Her salt-faded dress hung on her scrawny frame and was stiff with dried sweat. In spite of the hard grip she was putting on that jelly glass of spotioti, her hands still trembled. If she was on the hustle she wasn’t making much of a living at it, Rourke thought; she looked half-starved and wrung down to nothing on bad booze. But then the men who frequented Jack’s Place wouldn’t have much more than a quarter to pay for what she had to sell.
“Miss Baudier,” Rourke said. “You probably don’t know this, but the city of New Orleans gives a reward to any citizen who assists the police during the investigation of a suspicious death.” He pulled out what bills he had in his pocket, which amounted to all of five dollars, and held them out to her.
She stared up at him and he could see she didn’t believe him, but she took the money anyway.
“Giving out rewards again, I see,” Fio said as Rourke joined him. He was waiting at the top of the bayou bank for the Ghoul to show up in his chauffeured green Packard. “You go and try to put that on the report under expenses and the captain’s gonna have your ass.”
Rourke stared out over the bayou. False dawn was bleeding the sky a bone white, and a mist was creeping up around the cypress roots. He thought he could hear the Smoky Mary coming at them, rumbling along the train tracks that ran in back of the shacks.
“This Jack’s Place—we ain’t exactly talking high class,” Fio went on.

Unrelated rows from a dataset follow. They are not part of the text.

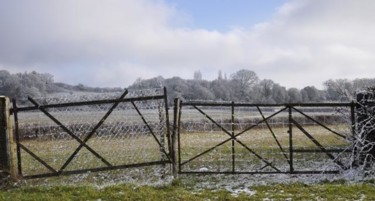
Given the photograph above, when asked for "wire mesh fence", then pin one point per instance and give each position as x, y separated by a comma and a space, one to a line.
244, 138
92, 132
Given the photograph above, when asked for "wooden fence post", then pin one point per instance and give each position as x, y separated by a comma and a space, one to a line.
365, 123
176, 126
8, 157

After almost a year of working together, he was used to Rourke’s silences, had learned to talk through them. “Didn’t some poor saps get blinded by drinking a white lightning made of wood alcohol and Jamaica ginger out here one night?”

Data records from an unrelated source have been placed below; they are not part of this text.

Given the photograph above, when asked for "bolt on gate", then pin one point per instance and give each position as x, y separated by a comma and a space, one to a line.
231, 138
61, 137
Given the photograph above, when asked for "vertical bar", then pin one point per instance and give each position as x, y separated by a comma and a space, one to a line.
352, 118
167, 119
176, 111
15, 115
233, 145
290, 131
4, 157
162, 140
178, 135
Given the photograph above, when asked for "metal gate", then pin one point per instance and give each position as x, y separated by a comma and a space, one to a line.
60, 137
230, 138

It could have happened, Rourke thought. Or maybe that was some other joint. The singer had come to the end of her song. He thought he should probably amble on down there and ask around if anyone had seen anything. Nobody would have; this wasn’t a part of town where you let yourself pay much attention to what went on around you.
It wasn’t even a part of New Orleans city proper—this large expanse of bays and channels and flooded cypress and willows that comprised the swampy wasteland northeast of the river. In the old days they’d called it the “wet grave,” but that was because of the yellow fever and not because it was a dumping ground for murdered goons.
The gray light picked out the body of Vinny McGinty lying on the bank of the bayou, bloated, decaying, dead. As dead as Charles St. Claire. Charlie St. Claire had been the flamboyant, handsome son of a fine old New Orleans family—rich, dissolute, and married to the most beautiful woman in the world. Whereas Vinny had been nothing but an ugly immigrant scrub from out of the Irish Channel, who’d dreamed of glory in the ring and ended up busting kneecaps for a living instead. No two men could have been more different in life, and yet, in their final moments, in their surprise and fear and their agony, they had been the same.